At Veneziano we’ve been working hard to develop direct relationships with our growers at origin, so far establishing commitments with particular estates in El Salvador, Brazil and India. With Colombia being one of the largest growing regions it was the obvious next step for us.
The Colombian project is the result of a collaboration with our recent partnership with Sustainable Harvest; an Australian first. They’ve developed a relationship model with growers at origin, allowing us to connect directly with our producers and better understand the complexities and challenges they face as well as educate them on our market back in Australia. With theaverage farm size in Colombia being between one to five hectares, it was important for us to connect with larger growers to be able to secure a consistently high quality supply and better traceability.
Veneziano roaster Jack Allisey recently spent 10 days in Colombia visiting farms, getting to know the people, cupping and selecting coffee. Sustainable Harvest has introduced us to three growers we’re very excited to start working with and developing a long, mutually beneficial relationship. The three farms are:
San Fernando Estate, owner Humberto Gonzales Trujillo
San Fernando has around 200 hectares of coffee trees at an altitude ranging from 1,400 to 2,100 meters. Humberto has been farming at San Fernando since the 1970s but in 2006 he hired two new farm managers, Gabriel and Luis Guillermo, who brought a new enthusiasm for coffee.
Keen to better understand what makes a quality coffee and the processing and farming techniques behind it, they began to split the farm into separate processing lots to further understand the intricacies in flavour that their farm produces. There are two mountains on the San Fernando farm and what they found after separating out their processing lots is that the left mountain actually cups with consistently better quality than the right. These separate processing lots allow us to fine tune the flavour profile of our coffee and work to create a repeatable product.
Our first shipment due to start roasting from the start of August is from San Fernando estate and includes a delicious 20 bag microlot. We can’t wait for it to arrive and also return to the farm in October to provide feedback and start working further with Humberto, Gabriel and Luis Guillermo to fine tune our coffee in main harvest.
La Cascada, owner Correa Restrepo Hermanos
Named after the waterfall running through the farm, La Cascada was the largest farm Jack visited. Managed by Diego Moncada, La Cascada has been producing amazing coffee for years. They’ve developed an incredibly systematic approach to the growing, processing and traceability of their coffee, including taking soil samples with GPS coordinates to analyse quality and ascertain the fertilisation needs, logging rainfall and harvest periods and linking this all back to final cup tasting reports to determine what has impacted final flavour in the cup.
La Cascada also renews or replants 20 percent of their trees every year and anything over 1,600 meters is replanted with Caturra which has been producing higher quality coffees despite its susceptibility to leaf rust. As one of the biggest employers in the area with 200 employees year round, La Cascada has a strong commitment to the community, providing exceptional accommodation and dining facilities for their staff
and supporting the local church and hospital.

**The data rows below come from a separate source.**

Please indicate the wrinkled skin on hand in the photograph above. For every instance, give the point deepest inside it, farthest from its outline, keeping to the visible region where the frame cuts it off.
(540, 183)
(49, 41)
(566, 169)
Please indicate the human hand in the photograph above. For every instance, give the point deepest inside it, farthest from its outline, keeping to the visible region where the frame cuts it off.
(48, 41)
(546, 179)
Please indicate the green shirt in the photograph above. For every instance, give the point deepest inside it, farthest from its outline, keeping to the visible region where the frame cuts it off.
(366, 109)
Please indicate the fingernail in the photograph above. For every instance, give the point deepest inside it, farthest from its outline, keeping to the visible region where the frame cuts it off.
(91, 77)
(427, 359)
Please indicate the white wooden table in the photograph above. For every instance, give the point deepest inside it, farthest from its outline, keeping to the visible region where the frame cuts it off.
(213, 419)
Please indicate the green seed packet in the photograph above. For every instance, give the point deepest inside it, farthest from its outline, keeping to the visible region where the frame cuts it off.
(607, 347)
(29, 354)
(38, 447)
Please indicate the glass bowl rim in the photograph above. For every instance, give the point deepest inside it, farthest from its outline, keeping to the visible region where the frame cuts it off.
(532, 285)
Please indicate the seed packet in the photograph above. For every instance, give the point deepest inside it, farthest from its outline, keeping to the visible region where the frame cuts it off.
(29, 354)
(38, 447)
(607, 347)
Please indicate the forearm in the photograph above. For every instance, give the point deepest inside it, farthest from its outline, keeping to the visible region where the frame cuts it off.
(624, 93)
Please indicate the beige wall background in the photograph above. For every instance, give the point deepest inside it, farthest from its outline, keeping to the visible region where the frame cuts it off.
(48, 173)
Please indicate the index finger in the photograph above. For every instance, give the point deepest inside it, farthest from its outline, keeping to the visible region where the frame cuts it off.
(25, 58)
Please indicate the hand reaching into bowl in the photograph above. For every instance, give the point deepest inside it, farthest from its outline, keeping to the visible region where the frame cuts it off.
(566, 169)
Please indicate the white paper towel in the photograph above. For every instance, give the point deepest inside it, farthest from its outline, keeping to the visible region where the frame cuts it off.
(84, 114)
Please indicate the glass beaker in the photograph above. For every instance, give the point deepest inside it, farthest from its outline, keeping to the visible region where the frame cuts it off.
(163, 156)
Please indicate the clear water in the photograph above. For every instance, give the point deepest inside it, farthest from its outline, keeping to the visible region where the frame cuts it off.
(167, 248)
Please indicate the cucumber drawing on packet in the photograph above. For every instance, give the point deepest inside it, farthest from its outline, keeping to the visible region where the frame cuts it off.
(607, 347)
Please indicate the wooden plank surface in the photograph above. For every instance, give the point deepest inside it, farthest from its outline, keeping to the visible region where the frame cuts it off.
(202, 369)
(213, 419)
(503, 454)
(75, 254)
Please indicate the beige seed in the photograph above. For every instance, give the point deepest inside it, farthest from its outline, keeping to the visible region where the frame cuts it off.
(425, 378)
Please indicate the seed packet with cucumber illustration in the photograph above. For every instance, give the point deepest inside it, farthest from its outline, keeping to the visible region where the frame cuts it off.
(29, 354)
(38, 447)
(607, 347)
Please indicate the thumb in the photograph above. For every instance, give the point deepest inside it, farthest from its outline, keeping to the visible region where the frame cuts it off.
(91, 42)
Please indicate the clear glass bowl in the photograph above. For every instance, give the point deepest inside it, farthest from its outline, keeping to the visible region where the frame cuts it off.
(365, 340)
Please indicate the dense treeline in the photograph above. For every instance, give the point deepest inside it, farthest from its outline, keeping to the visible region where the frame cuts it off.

Las Mercedes, owned by the Guerra family
Las Mercedes manager, the young Juan Carlos, is a truly progressive coffee producer; he has set up a cupping lab on his farm and is also a qualified Q grader, which is a rarity as a lot of producers never even have a chance to taste their own coffee.
During a mule ride through the farm Jack and Juan had lengthy discussions on the challenges growers in Colombia face and why it’s important to develop sustainable relationships with roasters as end users. Juan Carlos has been experimenting with his processing technique, playing with honey process coffees and sun drying on raised beds, both a rarity in Colombia.
Juan Carlos also joined Jack during tasting. “It was great to be able to discuss the coffees with the grower directly over the cupping table and talk about what we’re looking for back in Australia; this is the true benefit of direct trade!”, says Jack.
“I’m excited to return in October and see Juan Carlos’ experimental processing in action and hopefully select some delicious microlots for Veneziano”.
We can’t wait for our first shipment from San Fernando to arrive in the next couple of weeks. Look out for it in Forza and Estate as well as the delicious limited microlot.